Mixing manual entries and product sales on the same day is supported intentionally — but it's also where the only real "double-count risk" in nouz lives. Understanding the data model makes the safe pattern obvious.
01 Two storage tables
Under the hood, nouz has two separate tables for revenue:
revenue_entries— manual entries with cash + card columns, plus optional notes.revenue_product_entries— product sales with a snapshot of the product's price, COGS, and tax rate at the moment of the sale.
Both tables are scoped per location and per date. When the P&L computes a day, it reads both and sums them.
02 P&L sums all entries
A typical day: three product sales (€45 each) and one manual entry (€120). The P&L reads:
- Product sales total: €135 gross.
- Manual entries total: €120 gross.
- Day total: €255 gross.
There's no overlap risk because the two tables hold genuinely different rows. A product sale is never also a manual entry — and vice versa.
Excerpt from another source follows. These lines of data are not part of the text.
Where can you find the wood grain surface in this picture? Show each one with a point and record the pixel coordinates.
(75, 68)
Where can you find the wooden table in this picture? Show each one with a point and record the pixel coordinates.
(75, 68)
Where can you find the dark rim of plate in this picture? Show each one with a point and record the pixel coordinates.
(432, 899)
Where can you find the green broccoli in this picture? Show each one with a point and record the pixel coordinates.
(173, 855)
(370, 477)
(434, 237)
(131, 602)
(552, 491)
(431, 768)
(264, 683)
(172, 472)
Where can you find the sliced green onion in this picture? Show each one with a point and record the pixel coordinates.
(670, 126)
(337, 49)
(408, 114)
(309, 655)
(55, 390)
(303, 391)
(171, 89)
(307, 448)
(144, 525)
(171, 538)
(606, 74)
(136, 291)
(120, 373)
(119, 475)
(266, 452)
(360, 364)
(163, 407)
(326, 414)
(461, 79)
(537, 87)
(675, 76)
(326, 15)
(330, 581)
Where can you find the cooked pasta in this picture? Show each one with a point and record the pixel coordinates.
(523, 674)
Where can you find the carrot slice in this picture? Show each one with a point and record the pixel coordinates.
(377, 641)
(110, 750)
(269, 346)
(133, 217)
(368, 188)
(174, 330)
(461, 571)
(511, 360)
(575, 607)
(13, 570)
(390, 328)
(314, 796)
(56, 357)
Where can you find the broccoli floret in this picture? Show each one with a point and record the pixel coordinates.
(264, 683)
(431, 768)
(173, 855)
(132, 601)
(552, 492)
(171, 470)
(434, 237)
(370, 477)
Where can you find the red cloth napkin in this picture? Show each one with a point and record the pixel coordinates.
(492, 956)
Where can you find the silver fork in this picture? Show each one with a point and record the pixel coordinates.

03 Avoiding double-counting
The only failure mode: you log a manual entry for the day's total and log individual product sales that overlap with it. Then you're counting the same revenue twice. The fix is conceptual: pick one mode per "chunk" of revenue. Either log products and a manual entry for everything-else, or log one manual entry for the whole day — never both for the same money.
04 The discipline rule
The cleanest pattern: think of each day's revenue as a pile of money. Every euro in the pile should be in exactly one entry — either a manual entry or a product sale, never both. The pile total = sum of entries. Anything else creates the double-count.